Isaac Loría
Psychologically fertile landscapes emerge in the work of painter Isaac Loría, who gathers inspiration during early morning walks around Herradura, an area of beach-adjacent farmland on the Pacific coast of Costa Rica. His gestural paintings have a forthright immediacy, expressively capturing the beautiful but harsh environment, where high temperatures and humidity often become extreme by midday. Self-taught, yet fully versed in Velázquez and other classical masters, Loría brings an extensive art historical awareness to his remote and rustic environment, often painting outdoors amidst mango and banana trees, tacking his unstretched canvases to humble structures on his grandfather’s farm. Loría is a “painter’s painter,” an artist painting in order to investigate his reality, his memory, and his life, but who fundamentally employs paint as a material and a reality unto itself.
Loría’s work has been exhibited at el Museo de Arte Costarricense, San José, Costa Rica and was featured in Seguimos: Contemporary Art in Costa Rica at Craig Krull Gallery, Santa Monica in 2024.
“I can still remember the smell of the paint from the first tube of oil paint I ever held, a yellow oxide from the Acrilex brand, the little ones. Something about the smell of that paint made me feel like there was something different about this new material.

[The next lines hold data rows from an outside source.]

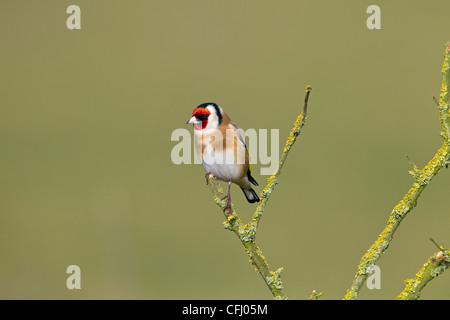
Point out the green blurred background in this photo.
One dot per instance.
(86, 118)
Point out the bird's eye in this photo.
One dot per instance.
(203, 117)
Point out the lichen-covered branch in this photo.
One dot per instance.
(421, 179)
(247, 232)
(273, 180)
(437, 264)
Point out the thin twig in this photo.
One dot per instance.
(273, 180)
(247, 232)
(421, 179)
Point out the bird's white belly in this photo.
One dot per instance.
(217, 164)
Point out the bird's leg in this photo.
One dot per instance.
(207, 175)
(228, 196)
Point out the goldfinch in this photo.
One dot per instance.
(221, 145)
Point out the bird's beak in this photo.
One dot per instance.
(192, 120)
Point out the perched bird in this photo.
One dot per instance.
(221, 145)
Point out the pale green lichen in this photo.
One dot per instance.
(421, 179)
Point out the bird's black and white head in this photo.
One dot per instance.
(206, 116)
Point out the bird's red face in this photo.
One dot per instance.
(199, 118)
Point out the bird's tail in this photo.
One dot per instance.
(250, 195)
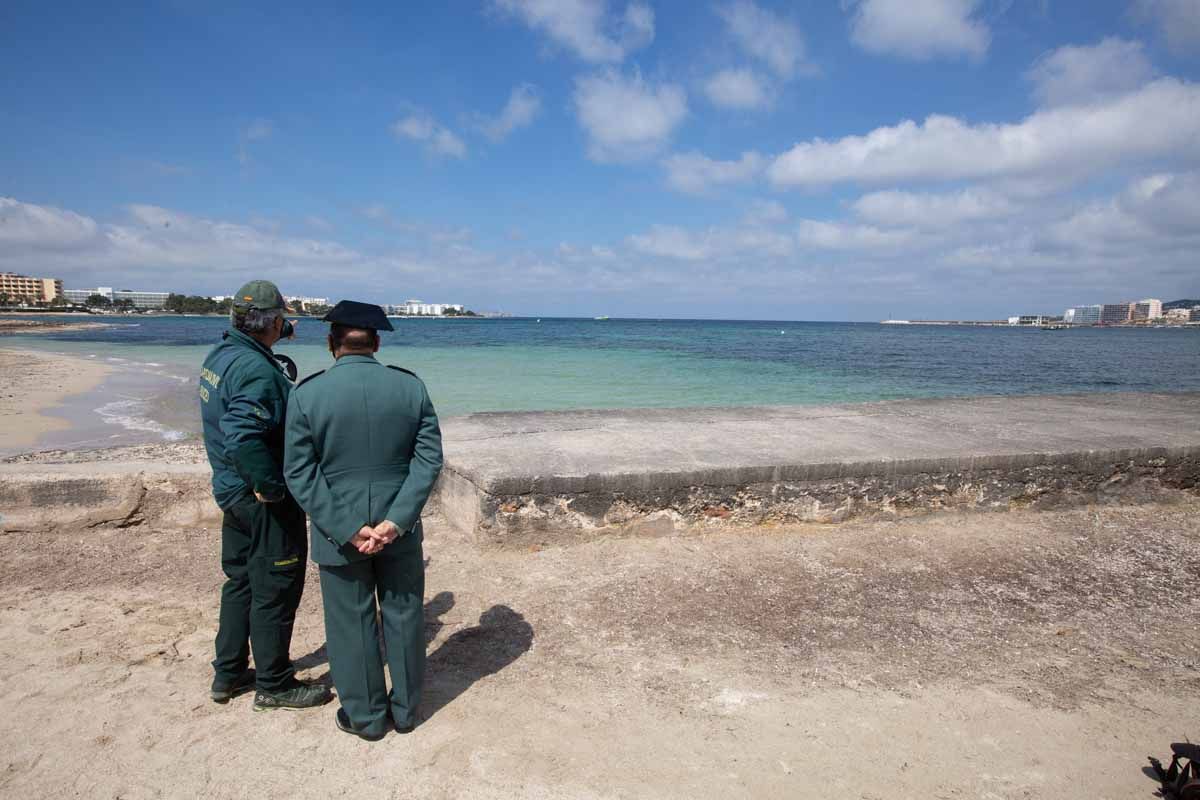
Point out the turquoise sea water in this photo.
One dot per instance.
(479, 365)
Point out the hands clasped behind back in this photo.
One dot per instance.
(370, 540)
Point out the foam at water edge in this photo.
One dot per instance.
(129, 414)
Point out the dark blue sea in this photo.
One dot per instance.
(479, 365)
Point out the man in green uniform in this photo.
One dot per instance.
(244, 397)
(363, 452)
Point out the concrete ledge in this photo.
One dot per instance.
(515, 479)
(520, 479)
(117, 494)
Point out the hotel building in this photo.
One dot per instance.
(1083, 316)
(418, 308)
(139, 299)
(1114, 313)
(22, 288)
(1147, 310)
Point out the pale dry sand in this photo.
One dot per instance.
(34, 383)
(993, 656)
(16, 325)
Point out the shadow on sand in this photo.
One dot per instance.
(474, 653)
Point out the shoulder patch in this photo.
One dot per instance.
(390, 366)
(310, 378)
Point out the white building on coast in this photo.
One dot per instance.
(418, 308)
(139, 299)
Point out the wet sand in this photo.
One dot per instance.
(34, 383)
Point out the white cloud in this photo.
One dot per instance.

It wasn't the same as the children's watercolors I had used before. I was 8 years old, but some time before that, I had already shown a great interest and sensitivity for painting.”
—Isaac Loría

“Although painting is commonly done on a flat surface, it occupies a place in time and space in a three-dimensional way. Therefore, painting is a body with unique qualities that relate to the environment rather than an image that resides in the mind. Painting is not a representation of the world either, whether that of dreams or waking life. Painting is only a representation of itself, and it is to this that it must remain faithful, not to photography, nor to what our eyes see outside of it.”